Rabbi Joel Meyers, executive vice president of the Rabbinical Assembly, the rabbinic arm of the Conservative movement, said they are most often people who "grew up very involved with Judaism and the Jewish people, who think of themselves as Jewish."
As a result, he said, "we try very hard, with great sensitivity and compassion, to work with them."
Each conversion candidate meets with a sponsoring rabbi, who ascertains the candidate's Jewish knowledge, observance level and commitment to the Jewish people, Meyers explained. Those with strong enough Jewish backgrounds may not have to study much, if at all. For them, the conversion "is more of a technicality," one Conservative rabbi explained.
Because their conversion experience is different, so is the terminology used to describe what they are going through.
Miller is one of a growing number of rabbis who use the word "affirmation."
Rabbi Stuart Vogel of Temple Aliyah in Woodland Hills said he's done several affirmations and is currently overseeing three this year.
"If someone was raised as a Jew, in terms of their spirit and soul, I accept them as Jewish. Affirmation is just formalizing of that," he said.
Siegel prefers to call it a "completion." "I tell them, as far as I'm concerned you're Jewish. But every people has its definition of citizenship," he said. "It's not a judgment; it's a formality. We want to celebrate your Jewishness and complete it from a legal perspective," he said.
Sensitivity is needed, these rabbis say, because many such adult children of intermarried parents resent having their Jewishness questioned.
"They say, 'But we're Jews! We're not converting!'" said Rabbi Stu Kelman of Netivot Shalom in Berkeley. "I understand what they're saying, but since matrilineality is a Conservative movement standard, we have to take a strong but compassionate stance.

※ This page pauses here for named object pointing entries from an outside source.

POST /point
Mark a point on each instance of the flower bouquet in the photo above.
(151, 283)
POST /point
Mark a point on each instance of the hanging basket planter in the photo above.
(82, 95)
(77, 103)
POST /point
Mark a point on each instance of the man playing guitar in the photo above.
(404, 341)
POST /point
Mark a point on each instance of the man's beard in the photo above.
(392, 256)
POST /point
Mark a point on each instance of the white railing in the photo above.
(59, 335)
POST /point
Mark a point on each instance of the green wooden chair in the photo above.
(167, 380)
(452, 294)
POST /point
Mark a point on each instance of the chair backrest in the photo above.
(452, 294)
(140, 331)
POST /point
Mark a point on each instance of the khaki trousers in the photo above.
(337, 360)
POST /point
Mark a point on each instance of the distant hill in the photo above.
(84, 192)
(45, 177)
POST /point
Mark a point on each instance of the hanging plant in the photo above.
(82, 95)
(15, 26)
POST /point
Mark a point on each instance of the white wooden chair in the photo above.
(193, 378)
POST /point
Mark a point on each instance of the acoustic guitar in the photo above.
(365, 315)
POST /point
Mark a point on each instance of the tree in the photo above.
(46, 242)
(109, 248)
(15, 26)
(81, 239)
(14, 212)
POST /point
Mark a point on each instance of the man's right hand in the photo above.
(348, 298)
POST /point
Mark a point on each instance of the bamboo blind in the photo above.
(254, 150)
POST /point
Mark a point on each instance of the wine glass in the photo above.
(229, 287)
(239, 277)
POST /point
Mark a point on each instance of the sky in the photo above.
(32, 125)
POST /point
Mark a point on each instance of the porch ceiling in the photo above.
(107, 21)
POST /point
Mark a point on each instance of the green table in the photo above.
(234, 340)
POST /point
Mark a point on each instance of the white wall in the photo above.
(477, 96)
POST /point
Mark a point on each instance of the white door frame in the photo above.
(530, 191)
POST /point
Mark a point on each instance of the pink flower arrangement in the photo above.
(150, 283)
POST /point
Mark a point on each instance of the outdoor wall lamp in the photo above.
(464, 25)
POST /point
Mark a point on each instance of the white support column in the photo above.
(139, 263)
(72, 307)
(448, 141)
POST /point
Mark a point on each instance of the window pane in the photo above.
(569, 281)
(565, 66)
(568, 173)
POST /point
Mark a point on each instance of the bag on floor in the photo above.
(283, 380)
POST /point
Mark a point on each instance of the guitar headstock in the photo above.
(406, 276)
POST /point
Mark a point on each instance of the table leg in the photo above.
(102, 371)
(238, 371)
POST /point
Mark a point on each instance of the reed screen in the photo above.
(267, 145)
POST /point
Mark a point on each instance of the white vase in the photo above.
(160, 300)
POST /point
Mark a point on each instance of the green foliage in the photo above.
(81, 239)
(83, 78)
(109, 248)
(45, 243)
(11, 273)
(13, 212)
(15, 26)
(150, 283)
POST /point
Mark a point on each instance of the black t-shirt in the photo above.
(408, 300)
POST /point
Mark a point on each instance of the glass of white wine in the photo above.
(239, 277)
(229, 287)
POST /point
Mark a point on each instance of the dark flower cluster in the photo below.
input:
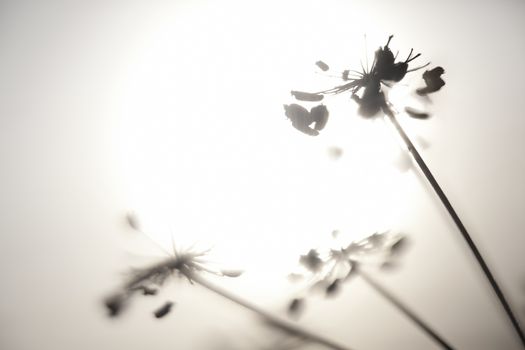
(366, 90)
(327, 271)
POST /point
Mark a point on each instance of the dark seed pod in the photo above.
(163, 310)
(319, 114)
(115, 304)
(416, 114)
(307, 96)
(324, 67)
(433, 81)
(296, 307)
(311, 261)
(301, 118)
(333, 288)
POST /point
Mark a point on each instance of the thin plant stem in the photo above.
(274, 321)
(404, 309)
(448, 206)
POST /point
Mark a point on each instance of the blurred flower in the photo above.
(148, 280)
(328, 270)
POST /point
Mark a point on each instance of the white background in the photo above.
(174, 110)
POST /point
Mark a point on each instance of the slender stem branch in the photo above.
(405, 310)
(274, 321)
(448, 206)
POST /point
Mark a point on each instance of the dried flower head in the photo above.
(148, 280)
(327, 271)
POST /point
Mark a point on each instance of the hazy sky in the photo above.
(174, 110)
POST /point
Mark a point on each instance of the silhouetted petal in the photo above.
(307, 96)
(301, 118)
(433, 81)
(231, 273)
(115, 304)
(145, 290)
(324, 67)
(416, 114)
(333, 287)
(163, 310)
(295, 277)
(296, 307)
(319, 115)
(311, 261)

"The initial reaction is one of resentment. Often I end up working with people to overcome the resentment before we even begin talking about conversion," he said.
Many confront the problem while preparing for a key lifecycle event such as marriage or a bar mitzvah. That can lead to great emotional upset.

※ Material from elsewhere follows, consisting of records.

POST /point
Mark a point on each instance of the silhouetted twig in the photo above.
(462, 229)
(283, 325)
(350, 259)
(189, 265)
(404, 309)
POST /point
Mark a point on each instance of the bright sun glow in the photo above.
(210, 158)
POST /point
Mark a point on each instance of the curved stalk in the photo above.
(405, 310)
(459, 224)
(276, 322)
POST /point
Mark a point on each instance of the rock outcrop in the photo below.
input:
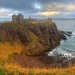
(37, 38)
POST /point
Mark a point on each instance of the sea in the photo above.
(67, 47)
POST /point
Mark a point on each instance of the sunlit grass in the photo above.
(15, 69)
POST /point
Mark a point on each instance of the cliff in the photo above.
(37, 38)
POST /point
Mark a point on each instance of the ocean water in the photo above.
(67, 47)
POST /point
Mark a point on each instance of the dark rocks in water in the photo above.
(67, 33)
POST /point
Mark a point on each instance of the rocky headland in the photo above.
(37, 38)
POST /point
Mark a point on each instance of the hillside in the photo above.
(29, 41)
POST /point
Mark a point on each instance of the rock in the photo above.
(37, 38)
(67, 33)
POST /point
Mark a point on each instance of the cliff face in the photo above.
(37, 38)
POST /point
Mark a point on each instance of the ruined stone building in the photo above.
(17, 18)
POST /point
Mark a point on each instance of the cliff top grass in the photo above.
(14, 69)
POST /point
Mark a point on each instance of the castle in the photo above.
(20, 19)
(17, 18)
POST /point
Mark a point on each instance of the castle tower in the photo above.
(14, 18)
(20, 18)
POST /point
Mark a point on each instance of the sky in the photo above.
(38, 8)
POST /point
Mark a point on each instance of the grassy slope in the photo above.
(11, 69)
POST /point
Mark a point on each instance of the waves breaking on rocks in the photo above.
(65, 52)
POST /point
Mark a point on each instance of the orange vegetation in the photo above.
(7, 49)
(12, 68)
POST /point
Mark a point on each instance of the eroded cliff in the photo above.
(37, 38)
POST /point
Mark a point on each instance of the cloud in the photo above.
(37, 7)
(48, 13)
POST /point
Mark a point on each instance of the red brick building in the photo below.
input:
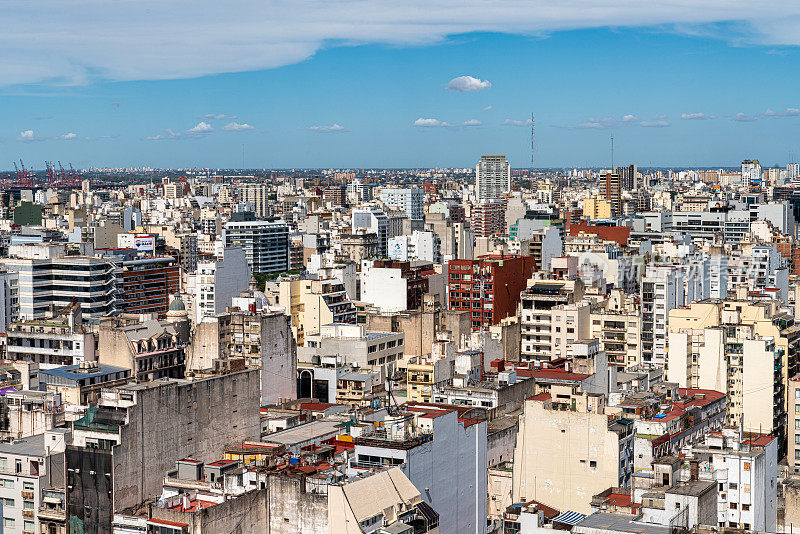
(489, 287)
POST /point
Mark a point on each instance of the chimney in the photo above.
(797, 300)
(694, 469)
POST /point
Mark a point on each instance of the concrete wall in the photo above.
(231, 278)
(564, 457)
(450, 473)
(292, 510)
(242, 515)
(204, 346)
(173, 420)
(278, 359)
(500, 444)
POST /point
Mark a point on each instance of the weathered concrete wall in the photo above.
(175, 420)
(245, 514)
(501, 442)
(292, 511)
(204, 346)
(278, 360)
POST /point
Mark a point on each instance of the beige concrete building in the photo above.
(569, 450)
(734, 347)
(314, 303)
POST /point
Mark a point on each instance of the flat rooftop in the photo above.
(618, 523)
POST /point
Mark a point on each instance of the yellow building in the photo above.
(596, 208)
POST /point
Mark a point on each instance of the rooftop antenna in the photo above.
(533, 139)
(612, 153)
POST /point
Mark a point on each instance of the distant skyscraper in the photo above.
(627, 177)
(793, 171)
(492, 177)
(613, 193)
(751, 171)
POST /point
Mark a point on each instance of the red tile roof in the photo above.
(620, 234)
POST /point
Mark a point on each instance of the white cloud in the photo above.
(597, 124)
(655, 124)
(744, 117)
(788, 112)
(327, 129)
(514, 122)
(429, 123)
(464, 84)
(697, 116)
(153, 39)
(216, 117)
(200, 129)
(237, 127)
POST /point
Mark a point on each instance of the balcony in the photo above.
(56, 513)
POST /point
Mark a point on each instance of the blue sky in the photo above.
(699, 96)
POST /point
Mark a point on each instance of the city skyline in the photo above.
(435, 99)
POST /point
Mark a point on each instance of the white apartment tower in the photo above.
(492, 177)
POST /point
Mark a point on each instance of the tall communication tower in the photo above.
(533, 143)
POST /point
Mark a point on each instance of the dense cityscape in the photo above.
(485, 349)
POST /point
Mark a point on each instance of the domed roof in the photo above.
(177, 305)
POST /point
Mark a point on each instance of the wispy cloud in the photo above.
(697, 116)
(744, 117)
(515, 122)
(119, 41)
(597, 124)
(237, 127)
(216, 117)
(200, 128)
(655, 124)
(28, 136)
(464, 84)
(328, 129)
(429, 123)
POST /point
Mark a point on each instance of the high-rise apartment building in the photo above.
(488, 287)
(492, 177)
(257, 195)
(374, 221)
(265, 244)
(410, 200)
(751, 171)
(488, 218)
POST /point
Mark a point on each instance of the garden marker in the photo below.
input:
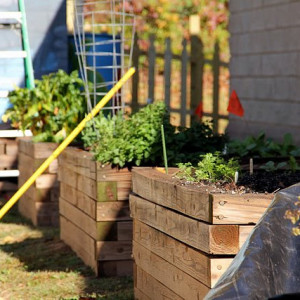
(65, 143)
(164, 148)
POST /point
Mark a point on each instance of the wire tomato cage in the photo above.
(103, 37)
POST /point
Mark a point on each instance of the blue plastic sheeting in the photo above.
(268, 264)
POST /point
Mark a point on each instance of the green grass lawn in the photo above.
(35, 264)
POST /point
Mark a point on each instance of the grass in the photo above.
(35, 264)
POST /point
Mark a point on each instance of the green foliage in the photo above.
(270, 166)
(51, 110)
(290, 165)
(211, 168)
(260, 146)
(127, 141)
(187, 144)
(136, 140)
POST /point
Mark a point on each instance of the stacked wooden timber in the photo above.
(40, 202)
(185, 237)
(94, 212)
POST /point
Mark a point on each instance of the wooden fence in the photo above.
(193, 62)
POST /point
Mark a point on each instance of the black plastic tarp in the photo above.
(268, 264)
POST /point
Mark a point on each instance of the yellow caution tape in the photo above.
(65, 143)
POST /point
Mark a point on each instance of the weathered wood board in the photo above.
(40, 201)
(185, 237)
(94, 202)
(197, 202)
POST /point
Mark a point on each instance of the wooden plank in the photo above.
(168, 71)
(99, 231)
(161, 189)
(237, 209)
(139, 295)
(197, 66)
(36, 150)
(113, 211)
(27, 162)
(216, 87)
(7, 186)
(87, 185)
(170, 276)
(204, 268)
(151, 68)
(113, 250)
(115, 268)
(197, 202)
(244, 234)
(184, 61)
(78, 218)
(12, 149)
(81, 243)
(78, 199)
(152, 288)
(68, 176)
(124, 231)
(46, 181)
(107, 173)
(211, 239)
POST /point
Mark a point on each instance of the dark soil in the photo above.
(268, 181)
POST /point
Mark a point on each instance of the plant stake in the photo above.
(164, 148)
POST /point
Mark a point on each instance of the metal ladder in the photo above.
(16, 21)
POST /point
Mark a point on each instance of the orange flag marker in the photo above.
(234, 106)
(199, 110)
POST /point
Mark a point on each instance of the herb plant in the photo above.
(261, 146)
(51, 110)
(129, 141)
(136, 139)
(211, 168)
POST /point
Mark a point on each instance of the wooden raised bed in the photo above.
(94, 212)
(184, 238)
(40, 202)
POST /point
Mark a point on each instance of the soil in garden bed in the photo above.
(269, 181)
(258, 182)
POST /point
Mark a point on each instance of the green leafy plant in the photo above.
(136, 139)
(271, 166)
(211, 168)
(128, 141)
(261, 146)
(51, 110)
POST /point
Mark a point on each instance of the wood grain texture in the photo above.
(81, 243)
(211, 239)
(179, 282)
(197, 202)
(240, 209)
(204, 268)
(113, 250)
(152, 288)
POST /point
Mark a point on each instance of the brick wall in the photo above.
(265, 66)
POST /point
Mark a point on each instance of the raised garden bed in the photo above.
(40, 202)
(185, 236)
(94, 212)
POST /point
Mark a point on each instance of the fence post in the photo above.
(197, 65)
(216, 74)
(136, 76)
(167, 72)
(184, 62)
(151, 74)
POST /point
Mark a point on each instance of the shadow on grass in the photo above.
(48, 253)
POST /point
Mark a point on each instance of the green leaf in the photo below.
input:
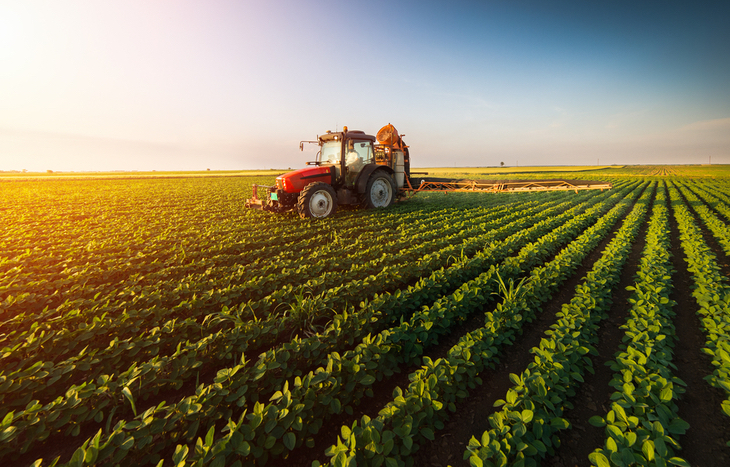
(647, 448)
(181, 453)
(210, 436)
(598, 459)
(128, 394)
(678, 461)
(597, 420)
(290, 441)
(367, 380)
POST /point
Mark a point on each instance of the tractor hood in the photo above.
(294, 182)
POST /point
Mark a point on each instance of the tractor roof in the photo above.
(351, 134)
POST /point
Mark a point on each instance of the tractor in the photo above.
(351, 169)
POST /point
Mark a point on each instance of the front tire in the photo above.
(318, 200)
(380, 190)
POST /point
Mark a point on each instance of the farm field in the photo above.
(156, 321)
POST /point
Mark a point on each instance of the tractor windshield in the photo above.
(331, 151)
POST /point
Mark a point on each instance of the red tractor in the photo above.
(351, 168)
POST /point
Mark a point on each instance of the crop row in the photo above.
(206, 403)
(40, 380)
(416, 413)
(197, 297)
(711, 293)
(526, 428)
(77, 294)
(643, 422)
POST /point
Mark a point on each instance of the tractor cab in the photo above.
(347, 153)
(351, 168)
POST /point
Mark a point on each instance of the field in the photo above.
(151, 320)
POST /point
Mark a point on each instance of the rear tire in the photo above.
(318, 200)
(380, 191)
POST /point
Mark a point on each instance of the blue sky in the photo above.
(188, 85)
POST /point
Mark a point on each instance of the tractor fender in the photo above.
(362, 180)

"Here's a person who sees himself as Jewish, who grew up with all things Jewish, and now at what should be the happiest day of their lives, they find themselves under question," Siegel said.
Rebecca Goldstein (not her real name) had plenty of anger. Goldstein, 31, is still seething from the rejection she felt as the daughter of a non-Jewish mother whenever she stepped outside her Reform community.
She first ran into it was when she was 19, when her Jewish boyfriend wouldn't introduce her to his grandmother. She experienced it again the year she spent in Israel on a student program -- Israelis would ask whether she was planning to convert.
"It was a weight I had to carry during the entire program," Goldstein said. "I felt the burden of having to prove myself more than people 'born Jewish,'" she said.
Goldstein converted while she was pregnant -- not because she wanted to, but to spare her child what she went through.
"I didn't want my daughter to have to face that duality," she said. "I converted, but resented that I had to do it."
"This is a problem the Jewish community has created for itself, and those of us who can help have the responsibility to do so," said Rabbi Carol Levitan, program director of the Jewish Community Center in Manhattan, referring to the divide between those Jewish streams that recognize patrilineal Jews and those that do not. "When it's a person who clearly identifies as Jewish and is knowledgeable, I'm eager to make it happen without making them jump through hoops."